2

I am trying to find a link using regexp which appears just before textABCXYZ123 string in below HTML .

lorem ispum...<strong><a href="http://www.site.com/link/123">FIRSTlink</a> </strong><br>
1 points| Saved Jan 08, 2014 at 00:49 <span class=notes_box>ANOTHERLINK</span>.
... more text........... more text........
... more text.......<strong><a href="http://www.site.com/link/123">other link</a> </strong><br>
1 points| Saved Jan 08, 2014 at 00:49 <span class=notes_box>ANOTHERLINK</span>.
... more text........... more text........
<strong><a href="http://www.IneedThis.com/link/123">somewhere to go</a> </strong><br>
1 points| Saved Jan 08, 2014 at 00:49 <span class=notes_box>textABCXYZ123</span>
...
... more text..........<strong><a href="http://www.site.com/link/123">other link</a> </strong><br>
1 points| Saved Jan 08, 2014 at 00:49 <span class=notes_box>ANOTHERLINK</span>.
... more text........... more text........

There are many links and I need to capture the link which appears just before textABCXYZ123 string. i tried below regex but it is returning me first link instead of last one:

$find_string = 'ABCXYZ123';
preg_match('#href="(.*)".*text'.$find_string.'#sU',$html,$match);
// so final resutl is "http://www.site.com/link/123" which is first link

Can someone guide me how can I capture that link just before my string textABCXYZ123? P.S I know about xpath and simple html dom but I would like to match with regexp. Thanks for any input.

user969068
  • 2,818
  • 5
  • 33
  • 64
  • You may want to have a look at this http://stackoverflow.com/questions/13618077/php-regex-to-match-the-last-occurrence-of-a-string for finding the last occurrence. – Braunson Jan 08 '14 at 17:02

2 Answers2

2

You could maybe try the regex:

href="([^"]*)">(?=(?:(?!href).)*textABCXYZ123)

Like so?

$find_string = 'ABCXYZ123';
preg_match('~href="([^"]*)">(?=(?:(?!href).)*text'.$find_string.')~sU',$html,$match);

regex101 demo


The first part is href="([^"]*)"> and shouldn't be too hard to understand. It matches href=" and then any number of non-quote characters, followed by quotes and >.

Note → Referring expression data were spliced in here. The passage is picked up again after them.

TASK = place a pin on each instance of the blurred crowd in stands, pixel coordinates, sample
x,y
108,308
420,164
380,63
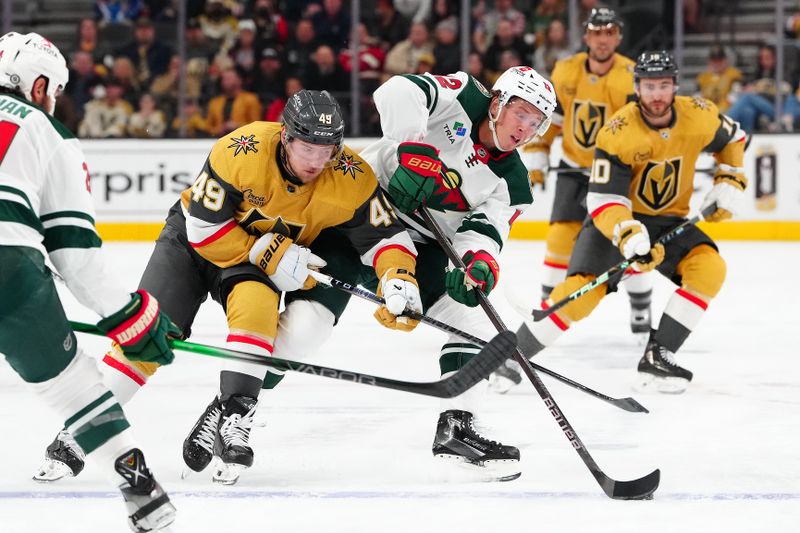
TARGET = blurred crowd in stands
x,y
245,58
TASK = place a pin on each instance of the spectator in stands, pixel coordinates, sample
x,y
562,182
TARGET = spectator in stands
x,y
274,111
325,73
191,120
150,57
546,11
390,26
370,60
107,114
117,11
218,24
82,80
301,47
332,24
447,50
403,57
148,122
233,108
717,81
554,48
272,29
417,11
245,53
270,77
757,97
487,28
505,40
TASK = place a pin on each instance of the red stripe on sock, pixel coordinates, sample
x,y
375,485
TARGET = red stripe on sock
x,y
694,299
125,369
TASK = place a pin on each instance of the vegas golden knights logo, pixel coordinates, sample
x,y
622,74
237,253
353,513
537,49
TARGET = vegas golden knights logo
x,y
587,119
660,183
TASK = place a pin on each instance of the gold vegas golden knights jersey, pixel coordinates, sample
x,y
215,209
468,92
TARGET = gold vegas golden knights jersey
x,y
650,171
240,195
585,102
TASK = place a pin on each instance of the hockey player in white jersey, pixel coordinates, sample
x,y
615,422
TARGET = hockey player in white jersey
x,y
450,145
46,210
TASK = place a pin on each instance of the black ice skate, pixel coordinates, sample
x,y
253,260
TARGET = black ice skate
x,y
457,440
231,445
149,508
658,370
63,458
198,448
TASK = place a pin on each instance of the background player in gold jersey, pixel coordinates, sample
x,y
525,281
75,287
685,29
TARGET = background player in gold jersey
x,y
641,182
591,86
271,202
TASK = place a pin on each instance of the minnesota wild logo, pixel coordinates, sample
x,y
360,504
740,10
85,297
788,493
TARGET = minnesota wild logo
x,y
348,165
243,144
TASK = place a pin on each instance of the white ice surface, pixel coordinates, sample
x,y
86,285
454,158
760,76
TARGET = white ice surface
x,y
339,457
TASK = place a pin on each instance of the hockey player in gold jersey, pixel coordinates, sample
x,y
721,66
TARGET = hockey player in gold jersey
x,y
272,202
641,182
591,86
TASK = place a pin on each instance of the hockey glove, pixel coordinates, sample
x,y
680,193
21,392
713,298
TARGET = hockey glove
x,y
633,241
286,263
482,273
399,289
142,330
413,181
728,195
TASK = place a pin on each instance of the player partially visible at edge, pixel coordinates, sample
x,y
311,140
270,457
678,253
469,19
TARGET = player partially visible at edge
x,y
46,210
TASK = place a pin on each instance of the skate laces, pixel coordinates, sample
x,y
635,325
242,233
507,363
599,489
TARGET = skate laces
x,y
235,430
208,431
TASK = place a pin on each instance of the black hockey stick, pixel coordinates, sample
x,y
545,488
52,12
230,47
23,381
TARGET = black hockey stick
x,y
476,370
627,404
636,489
539,314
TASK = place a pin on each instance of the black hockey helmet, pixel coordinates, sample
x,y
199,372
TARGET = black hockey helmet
x,y
655,64
601,18
314,117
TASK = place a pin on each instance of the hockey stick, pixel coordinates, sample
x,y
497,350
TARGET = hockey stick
x,y
539,314
627,404
637,489
476,370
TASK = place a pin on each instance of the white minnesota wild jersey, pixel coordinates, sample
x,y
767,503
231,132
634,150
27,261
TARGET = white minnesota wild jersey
x,y
479,193
45,202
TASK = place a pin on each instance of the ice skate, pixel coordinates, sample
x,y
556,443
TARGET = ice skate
x,y
198,448
231,445
149,508
63,458
456,440
659,372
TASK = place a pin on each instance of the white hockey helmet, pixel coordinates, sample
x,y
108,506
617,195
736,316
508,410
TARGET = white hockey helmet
x,y
23,58
524,82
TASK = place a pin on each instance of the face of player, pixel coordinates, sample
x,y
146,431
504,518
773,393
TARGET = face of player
x,y
517,124
602,42
656,96
306,160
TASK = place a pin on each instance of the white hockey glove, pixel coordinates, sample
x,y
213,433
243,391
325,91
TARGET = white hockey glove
x,y
538,167
728,198
633,240
399,289
286,263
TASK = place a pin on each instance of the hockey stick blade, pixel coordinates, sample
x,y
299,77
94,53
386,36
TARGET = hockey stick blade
x,y
483,364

(?=(?:(?!href).)*textABCXYZ123) first is a positive lookahead. (A positive lookahead has the format (?= ... )) It will make sure that there is what's inside to say that there is a match.

For instance, a(?=.*b) matches any a, as long as there is any characters, then a b somewhere after the a (also means it matches a as long as there's a b somewhere after it).

So, href="([^"]*)"> will match only if there is (?:(?!href).)*textABCXYZ123 somewhere ahead.

(?:(?!href).)* is a modified .*, because the negative lookahead (format (?! ... )) makes sure no href is matched. You could say it's the opposite of a positive lookahead:

a(?!.*b) matches any a as long as it is not followed by a b.

Jerry
  • 70,495
  • 13
  • 100
  • 144
  • Thank you very much, exactly how I wanted, Could you please explain a bit your pattern. I am very novice to regex and it will be a big help to learn. Thanks again. – user969068 Jan 08 '14 at 17:05
  • @user969068 Added some more explanation. Hopefully, that's not too difficult to understand :) – Jerry Jan 08 '14 at 17:10
  • Thanks a lot for your efforts. Much useful. Cant thank enough...Best Regards – user969068 Jan 08 '14 at 17:15
1
(?s)href=[^<]+</a>(?!.*(href).*(textABCXYZ123))(?=.*(textABCXYZ123))

Could also try this, let me know if you want an explantation

Srb1313711
  • 2,017
  • 5
  • 24
  • 35